Les dérogations conventionnelles

Dans le secteur industriel, un accord collectif (ou une autorisation de l’inspecteur du travail) peut prévoir  :

▶ un travail en continu pour des raisons économiques (aucun supplément de rémunération n’est accordé par la loi pour les heures travaillées le dimanche, et le jour de repos est attribué par roulement),

▶ ou une équipe de suppléance, chargée de travailler les jours de repos de l’équipe principale, et notamment le dimanche (les salariés suppléants sont payés au moins 50 % de plus que les autres).

Les dérogations préfectorales ou municipales

Sur décision du préfet, des autorisations de travail le dimanche peuvent être données  :

▶ à toute entreprise qui établit que la fermeture du dimanche serait préjudiciable au public ou compromettrait son fonctionnement normal,

▶ aux entreprises de vente au détail (sauf commerces de détail alimentaire) qui sont situées dans une zone urbaine de plus d’un million d’habitants et dans un périmètre d’usage de consommation exceptionnelle (Puce) caractérisé par des habitudes de consommation dominicale, l’importance de la clientèle visée et l’éloignement de celle-ci de ce périmètre (cela concerne une quinzaine de zones commerciales situées autour de Lille, Marseille et Paris). Dans ces deux cas, l’employeur ne peut faire appel qu’aux salariés volontaires qui ont exprimé leur accord par écrit. Les heures de travail effectuées le dimanche sont payées au moins le double de la rémunération habituelle.

D’autre part, le préfet fixe la liste des zones d’intérêt touristique ou thermales ou d’animation culturelle permanente au sein desquelles les établissements de vente au détail peuvent ouvrir le dimanche, sans forcément accorder une contrepartie financière aux salariés.

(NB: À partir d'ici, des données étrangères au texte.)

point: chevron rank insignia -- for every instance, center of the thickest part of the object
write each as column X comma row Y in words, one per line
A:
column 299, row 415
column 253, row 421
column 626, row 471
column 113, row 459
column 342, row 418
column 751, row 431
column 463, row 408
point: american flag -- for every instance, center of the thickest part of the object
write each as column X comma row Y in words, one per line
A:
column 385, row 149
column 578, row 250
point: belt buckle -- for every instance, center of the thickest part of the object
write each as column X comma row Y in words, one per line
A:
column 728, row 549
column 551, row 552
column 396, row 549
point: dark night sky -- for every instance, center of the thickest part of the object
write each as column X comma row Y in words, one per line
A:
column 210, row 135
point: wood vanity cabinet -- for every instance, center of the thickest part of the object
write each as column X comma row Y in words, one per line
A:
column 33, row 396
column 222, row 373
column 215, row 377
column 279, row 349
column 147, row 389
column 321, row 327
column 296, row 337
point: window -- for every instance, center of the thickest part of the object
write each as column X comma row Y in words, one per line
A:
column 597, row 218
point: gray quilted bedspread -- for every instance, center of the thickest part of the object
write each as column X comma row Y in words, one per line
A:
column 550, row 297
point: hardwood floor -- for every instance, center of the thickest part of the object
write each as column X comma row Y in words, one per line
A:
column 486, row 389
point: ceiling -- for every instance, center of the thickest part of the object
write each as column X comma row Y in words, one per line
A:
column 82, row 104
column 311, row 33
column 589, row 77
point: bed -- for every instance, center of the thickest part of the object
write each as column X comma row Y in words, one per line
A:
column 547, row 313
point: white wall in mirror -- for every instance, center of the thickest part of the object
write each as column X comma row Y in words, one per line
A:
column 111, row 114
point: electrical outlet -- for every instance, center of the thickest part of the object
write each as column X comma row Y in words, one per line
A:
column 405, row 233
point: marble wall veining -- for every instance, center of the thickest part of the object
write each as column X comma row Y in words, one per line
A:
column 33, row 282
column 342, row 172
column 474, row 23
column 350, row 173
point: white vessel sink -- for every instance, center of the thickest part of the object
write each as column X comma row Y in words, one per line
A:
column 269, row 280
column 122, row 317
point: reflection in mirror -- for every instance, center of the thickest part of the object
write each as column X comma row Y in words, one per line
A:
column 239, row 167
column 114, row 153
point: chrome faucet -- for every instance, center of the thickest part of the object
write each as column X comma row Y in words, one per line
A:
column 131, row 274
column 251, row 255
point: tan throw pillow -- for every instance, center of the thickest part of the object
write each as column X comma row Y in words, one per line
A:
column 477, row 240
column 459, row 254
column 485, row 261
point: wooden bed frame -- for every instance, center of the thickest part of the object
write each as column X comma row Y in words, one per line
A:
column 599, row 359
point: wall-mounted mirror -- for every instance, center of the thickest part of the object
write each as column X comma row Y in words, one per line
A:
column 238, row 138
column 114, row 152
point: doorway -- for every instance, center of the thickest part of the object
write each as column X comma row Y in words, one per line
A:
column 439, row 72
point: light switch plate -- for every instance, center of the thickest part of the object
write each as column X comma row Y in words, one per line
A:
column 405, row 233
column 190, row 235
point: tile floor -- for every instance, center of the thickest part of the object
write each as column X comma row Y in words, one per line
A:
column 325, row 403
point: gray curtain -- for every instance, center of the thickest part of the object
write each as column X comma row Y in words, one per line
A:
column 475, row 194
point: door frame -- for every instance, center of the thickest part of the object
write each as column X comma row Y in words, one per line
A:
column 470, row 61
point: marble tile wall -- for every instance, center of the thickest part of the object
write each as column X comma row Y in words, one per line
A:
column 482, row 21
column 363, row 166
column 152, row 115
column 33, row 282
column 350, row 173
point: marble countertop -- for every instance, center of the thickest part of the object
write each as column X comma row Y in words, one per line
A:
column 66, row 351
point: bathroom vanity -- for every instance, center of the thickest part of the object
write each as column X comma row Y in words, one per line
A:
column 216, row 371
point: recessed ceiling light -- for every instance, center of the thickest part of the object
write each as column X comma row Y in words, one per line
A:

Enfin, les maires (sauf à Paris) peuvent autoriser les commerces de détail (non alimentaire) à ouvrir cinq dimanches par an. Dans ce cas, les salariés ne peuvent pas refuser de travailler le dimanche, mais doivent être payés le double.

[04.10.10]

Commentaires (1)add comment

dom said:

Bonjour, la petite amie de mon fils, vient de débuter un contrat d'apprentissage de caissière (contrat de 7 mois) chez carrefour market. En réalité, il s'agit d'un remplacement de congés maternité !!! Pendant tout ce contrat, elle sera amenée à travailler tous les dimanches matins !!! même si le magasin est ouvert tous les dimanches, il me semblait que le travail dominical était quand même réglementé et devait s'effectuer par roulement. Elle m' a indiqué que les caissières en CDI, ne travaillait jamais le dimanche (ou très peu) qu'il n'y avait que des étudiantes et que "par hasard" celle qu'elle remplaçait, était la seule à travailler le dimanche matin !!!! je n'y crois pas... déjà, caché un contrat de remplacement par un contrat d'apprentissage ne me parait pas honnête. L'obliger à travailler tous les dimanches matins pendant 7 mois me parait également malhonnête. Pouvez vous me donner des précisions?
 
Abus
    pas intéressant
    intéressant
octobre 24, 2010
Avis : +2

Ecrivez un commentaire
quote
bold
italicize
underline
strike
url
image
quote
quote
smile
wink
laugh
grin
angry
sad
shocked
cool
tongue
kiss
cry
Réduire l'éditeur | Agrandir l'éditeur

security image
Entrez les caractères affichés


busy
 
< Précédent   Suivant >

Le travail du dimanche en question :
entre productivité débridée et art de vivre, un vrai choix de société 
Collectif des Amis du Dimanche, 10 rue Denis Poisson, 75017 PARIS - 04 67 96 11 72 / 06-07-15-79-57
Le wiki (accès réservé)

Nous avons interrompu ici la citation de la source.